10 Le 9 novembre 2005, Mme Vallée a de nouveau rencontré Mme Bétournay qui a alors accepté de remplir ses feuilles de temps. Il a été convenu qu’elle remplirait ses feuilles de temps pour les mois de septembre à novembre pour le 15 novembre et pour les mois d’avril à août pour le 18 novembre. Il a aussi été convenu qu’à partir de ce moment, Mme Bétournay remplirait ses feuilles de temps de façon régulière. En date du 21 novembre 2005, les feuilles de temps de Mme Bétournay avaient toutes été entrées dans le « portail » selon la procédure définie par l’employeur. Le « portail » est un système informatisé interne utilisé par les employés et l’employeur à des fins administratives. Une de ces fins est l’entrée et la compilation des feuilles de temps.

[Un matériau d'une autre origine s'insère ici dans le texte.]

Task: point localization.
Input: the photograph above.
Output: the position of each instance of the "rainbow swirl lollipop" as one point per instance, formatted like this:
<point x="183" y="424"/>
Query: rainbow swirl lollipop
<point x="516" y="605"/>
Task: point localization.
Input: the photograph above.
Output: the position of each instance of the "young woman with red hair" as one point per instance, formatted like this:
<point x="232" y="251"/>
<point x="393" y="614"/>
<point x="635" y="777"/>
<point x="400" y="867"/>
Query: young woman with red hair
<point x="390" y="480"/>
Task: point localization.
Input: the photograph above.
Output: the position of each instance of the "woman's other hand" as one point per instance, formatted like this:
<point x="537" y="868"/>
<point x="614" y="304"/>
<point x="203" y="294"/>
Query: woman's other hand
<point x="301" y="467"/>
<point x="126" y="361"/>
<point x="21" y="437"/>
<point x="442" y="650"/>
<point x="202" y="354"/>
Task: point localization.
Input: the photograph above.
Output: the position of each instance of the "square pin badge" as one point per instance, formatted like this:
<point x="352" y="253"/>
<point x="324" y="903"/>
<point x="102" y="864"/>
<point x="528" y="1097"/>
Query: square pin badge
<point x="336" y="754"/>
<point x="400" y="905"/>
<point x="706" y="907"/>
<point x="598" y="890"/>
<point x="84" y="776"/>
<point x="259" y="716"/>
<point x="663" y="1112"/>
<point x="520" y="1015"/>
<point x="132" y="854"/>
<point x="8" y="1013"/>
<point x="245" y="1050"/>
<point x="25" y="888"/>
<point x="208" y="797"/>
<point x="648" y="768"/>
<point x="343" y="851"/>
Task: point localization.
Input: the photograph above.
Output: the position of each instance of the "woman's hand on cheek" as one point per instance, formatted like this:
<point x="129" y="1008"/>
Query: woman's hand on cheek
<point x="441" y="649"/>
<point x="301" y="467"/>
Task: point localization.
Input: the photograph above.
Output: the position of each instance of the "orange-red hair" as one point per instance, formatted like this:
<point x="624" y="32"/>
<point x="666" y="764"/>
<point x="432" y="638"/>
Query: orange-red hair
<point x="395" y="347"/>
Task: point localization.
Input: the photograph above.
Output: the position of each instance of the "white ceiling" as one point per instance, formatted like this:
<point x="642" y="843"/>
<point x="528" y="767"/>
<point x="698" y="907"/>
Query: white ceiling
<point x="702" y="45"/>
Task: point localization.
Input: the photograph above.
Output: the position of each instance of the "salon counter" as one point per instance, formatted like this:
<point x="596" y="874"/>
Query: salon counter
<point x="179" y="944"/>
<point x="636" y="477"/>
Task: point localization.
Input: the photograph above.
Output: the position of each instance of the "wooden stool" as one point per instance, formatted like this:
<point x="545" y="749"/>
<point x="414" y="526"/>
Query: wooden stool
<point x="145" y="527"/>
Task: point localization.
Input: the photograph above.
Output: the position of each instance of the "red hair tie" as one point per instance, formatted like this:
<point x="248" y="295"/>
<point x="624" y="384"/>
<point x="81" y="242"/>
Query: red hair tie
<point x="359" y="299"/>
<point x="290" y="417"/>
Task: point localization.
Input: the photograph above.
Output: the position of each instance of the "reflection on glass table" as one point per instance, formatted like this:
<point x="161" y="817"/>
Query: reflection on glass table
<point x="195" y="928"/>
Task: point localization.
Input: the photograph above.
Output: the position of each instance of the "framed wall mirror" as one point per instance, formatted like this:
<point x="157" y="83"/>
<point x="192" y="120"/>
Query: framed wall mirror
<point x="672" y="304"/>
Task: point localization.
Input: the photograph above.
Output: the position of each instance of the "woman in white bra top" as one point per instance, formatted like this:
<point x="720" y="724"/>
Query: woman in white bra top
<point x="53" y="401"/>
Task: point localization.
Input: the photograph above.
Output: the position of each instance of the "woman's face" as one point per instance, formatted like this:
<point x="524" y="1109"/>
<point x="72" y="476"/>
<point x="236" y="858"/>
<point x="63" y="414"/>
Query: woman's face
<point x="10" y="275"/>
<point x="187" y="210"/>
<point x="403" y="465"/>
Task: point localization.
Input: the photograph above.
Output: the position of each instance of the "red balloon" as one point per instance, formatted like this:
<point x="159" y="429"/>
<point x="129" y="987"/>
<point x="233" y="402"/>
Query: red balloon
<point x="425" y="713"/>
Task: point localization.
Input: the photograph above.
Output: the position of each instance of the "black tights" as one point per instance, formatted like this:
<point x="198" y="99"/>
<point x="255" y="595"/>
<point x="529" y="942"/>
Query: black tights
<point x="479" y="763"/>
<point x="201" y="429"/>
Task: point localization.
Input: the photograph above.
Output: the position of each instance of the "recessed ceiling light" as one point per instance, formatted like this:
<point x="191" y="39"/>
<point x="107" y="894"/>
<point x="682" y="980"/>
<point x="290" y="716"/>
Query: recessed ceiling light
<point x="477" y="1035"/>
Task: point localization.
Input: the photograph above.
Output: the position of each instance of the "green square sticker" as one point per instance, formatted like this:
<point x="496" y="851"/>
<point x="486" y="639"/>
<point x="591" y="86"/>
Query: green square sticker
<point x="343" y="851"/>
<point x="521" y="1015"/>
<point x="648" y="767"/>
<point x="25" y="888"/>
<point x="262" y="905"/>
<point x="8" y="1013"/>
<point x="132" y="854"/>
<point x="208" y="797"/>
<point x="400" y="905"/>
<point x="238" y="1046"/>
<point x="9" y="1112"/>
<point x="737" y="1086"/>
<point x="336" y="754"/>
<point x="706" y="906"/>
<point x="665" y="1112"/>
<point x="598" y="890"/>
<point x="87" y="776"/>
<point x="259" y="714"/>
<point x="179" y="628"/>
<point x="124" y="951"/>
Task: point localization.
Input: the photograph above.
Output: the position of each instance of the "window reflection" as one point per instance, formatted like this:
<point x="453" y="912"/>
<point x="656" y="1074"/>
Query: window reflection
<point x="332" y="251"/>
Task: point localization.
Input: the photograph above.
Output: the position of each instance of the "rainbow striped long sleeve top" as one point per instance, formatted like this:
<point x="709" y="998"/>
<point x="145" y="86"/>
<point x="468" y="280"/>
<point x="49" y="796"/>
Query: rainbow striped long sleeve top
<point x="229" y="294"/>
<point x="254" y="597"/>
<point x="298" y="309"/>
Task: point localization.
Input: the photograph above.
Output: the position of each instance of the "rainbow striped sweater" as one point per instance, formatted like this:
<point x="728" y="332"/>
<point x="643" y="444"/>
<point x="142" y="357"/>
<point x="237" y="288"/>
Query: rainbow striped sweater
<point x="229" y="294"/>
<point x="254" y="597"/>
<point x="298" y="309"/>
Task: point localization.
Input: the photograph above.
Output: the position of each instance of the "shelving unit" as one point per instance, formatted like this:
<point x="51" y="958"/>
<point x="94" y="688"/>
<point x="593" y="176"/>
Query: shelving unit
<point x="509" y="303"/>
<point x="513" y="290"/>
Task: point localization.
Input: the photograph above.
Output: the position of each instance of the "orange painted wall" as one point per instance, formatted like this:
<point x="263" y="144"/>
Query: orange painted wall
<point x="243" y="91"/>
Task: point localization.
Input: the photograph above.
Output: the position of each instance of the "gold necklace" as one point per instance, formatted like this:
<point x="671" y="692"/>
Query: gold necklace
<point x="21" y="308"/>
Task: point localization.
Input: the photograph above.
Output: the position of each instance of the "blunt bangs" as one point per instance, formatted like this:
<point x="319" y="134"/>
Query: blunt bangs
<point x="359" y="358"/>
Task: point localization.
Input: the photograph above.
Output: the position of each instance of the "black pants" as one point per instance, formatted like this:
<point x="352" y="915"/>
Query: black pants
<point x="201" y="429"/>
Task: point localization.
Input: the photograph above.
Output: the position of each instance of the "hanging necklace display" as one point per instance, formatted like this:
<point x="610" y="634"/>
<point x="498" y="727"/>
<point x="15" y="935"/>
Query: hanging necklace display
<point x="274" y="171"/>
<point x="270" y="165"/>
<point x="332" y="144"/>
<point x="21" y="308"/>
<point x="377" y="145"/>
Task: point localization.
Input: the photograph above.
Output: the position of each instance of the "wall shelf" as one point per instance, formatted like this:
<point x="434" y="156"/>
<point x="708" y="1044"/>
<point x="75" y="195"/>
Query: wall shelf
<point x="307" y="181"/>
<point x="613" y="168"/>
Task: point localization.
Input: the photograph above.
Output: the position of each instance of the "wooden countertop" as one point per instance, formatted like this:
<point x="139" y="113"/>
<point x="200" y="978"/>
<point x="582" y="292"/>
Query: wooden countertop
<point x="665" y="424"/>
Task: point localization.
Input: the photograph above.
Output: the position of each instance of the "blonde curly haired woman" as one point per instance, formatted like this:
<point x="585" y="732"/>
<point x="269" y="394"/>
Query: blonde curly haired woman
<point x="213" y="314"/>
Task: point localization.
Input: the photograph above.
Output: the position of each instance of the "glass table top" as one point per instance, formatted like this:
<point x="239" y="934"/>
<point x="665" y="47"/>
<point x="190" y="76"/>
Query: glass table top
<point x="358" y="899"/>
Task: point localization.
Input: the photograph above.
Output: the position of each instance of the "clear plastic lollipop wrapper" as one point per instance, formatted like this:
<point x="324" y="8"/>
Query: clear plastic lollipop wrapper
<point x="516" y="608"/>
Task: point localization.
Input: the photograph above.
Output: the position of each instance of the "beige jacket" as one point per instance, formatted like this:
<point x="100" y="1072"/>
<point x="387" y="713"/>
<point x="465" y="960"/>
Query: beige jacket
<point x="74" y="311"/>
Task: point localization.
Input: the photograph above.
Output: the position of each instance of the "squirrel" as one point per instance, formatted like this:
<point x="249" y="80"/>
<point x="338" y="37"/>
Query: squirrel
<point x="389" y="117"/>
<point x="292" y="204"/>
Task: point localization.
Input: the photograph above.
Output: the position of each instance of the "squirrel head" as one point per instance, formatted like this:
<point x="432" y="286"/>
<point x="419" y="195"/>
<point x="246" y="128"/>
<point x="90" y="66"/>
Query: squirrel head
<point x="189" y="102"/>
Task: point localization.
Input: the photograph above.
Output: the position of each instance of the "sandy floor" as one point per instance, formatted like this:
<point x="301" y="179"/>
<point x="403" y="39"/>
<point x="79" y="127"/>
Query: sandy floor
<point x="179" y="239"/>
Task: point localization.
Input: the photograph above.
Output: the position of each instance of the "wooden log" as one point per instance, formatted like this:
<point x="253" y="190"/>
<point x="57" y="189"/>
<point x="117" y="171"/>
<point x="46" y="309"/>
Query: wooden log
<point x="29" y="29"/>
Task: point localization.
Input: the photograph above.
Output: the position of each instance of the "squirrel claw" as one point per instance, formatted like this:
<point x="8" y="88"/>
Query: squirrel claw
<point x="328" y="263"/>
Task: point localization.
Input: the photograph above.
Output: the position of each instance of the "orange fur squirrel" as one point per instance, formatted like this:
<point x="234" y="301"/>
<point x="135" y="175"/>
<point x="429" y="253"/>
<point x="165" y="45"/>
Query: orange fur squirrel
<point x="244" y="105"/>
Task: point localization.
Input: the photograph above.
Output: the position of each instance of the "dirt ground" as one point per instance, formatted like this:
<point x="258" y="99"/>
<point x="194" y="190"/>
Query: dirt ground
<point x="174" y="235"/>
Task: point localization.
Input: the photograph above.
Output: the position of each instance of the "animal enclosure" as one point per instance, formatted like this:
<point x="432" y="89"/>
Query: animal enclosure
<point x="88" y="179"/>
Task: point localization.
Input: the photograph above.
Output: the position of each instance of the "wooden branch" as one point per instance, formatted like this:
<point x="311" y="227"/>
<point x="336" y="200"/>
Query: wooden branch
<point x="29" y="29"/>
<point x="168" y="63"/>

11 Vers la mi-décembre 2005, le « portail » a été changé. Selon Mme Bétournay, les employés devaient dès lors, pour accéder au registre, attester en pesant sur le bouton « OK » qu’ils acceptaient de partager certains renseignements personnels. Plusieurs versions de cette page d’entrée au portail ont été déposées à l’audience. Toutefois, selon le grief (dossier 566-34-449) déposé par Mme Bétournay en février 2006, la partie de la page d’entrée qui lui causait problème se lisait alors comme suit :

[…]

Le portail du Libre-service peut être utilisé pour recueillir, modifier ou visualiser vos renseignements personnels […]. En appuyant sur le bouton « OK » ci-dessous, vous confirmez que vous avez accédé à cet Énoncé de confidentialité et que, conformément à cet énoncé, vous êtes maintenant prêt à fournir vos renseignements personnels. Uniquement les renseignements nécessaires au traitement de la paie et des avantages sociaux des employés sont exigés. La cueillette et l’utilisation des renseignements personnels sont conformes aux exigences de la Loi. sur la protection des renseignements personnels. Dans certains cas, l’information peut être divulguée sans votre consentement à des fins non prévues dans cet énoncé aux termes de l’article 8(2) de la Loi sur la Protection des renseignements personnels.

[…]

[Sic pour l’ensemble de la citation]

12 Mme Bétournay n’était pas d’accord avec cet énoncé car elle ne voulait pas que de l’information puisse être divulguée à une tierce partie. Selon Mme Bétournay, elle aurait alors enfreint l’article 241 de la Loi de l’impôt sur le revenu. Cet article vise la communication et la divulgation de renseignements personnels. Mme Bétournay a refusé de continuer à entrer ses feuilles de temps dans le portail, ne voulant pas appuyer sur le bouton « OK » pour ainsi consentir à l’énoncé de confidentialité.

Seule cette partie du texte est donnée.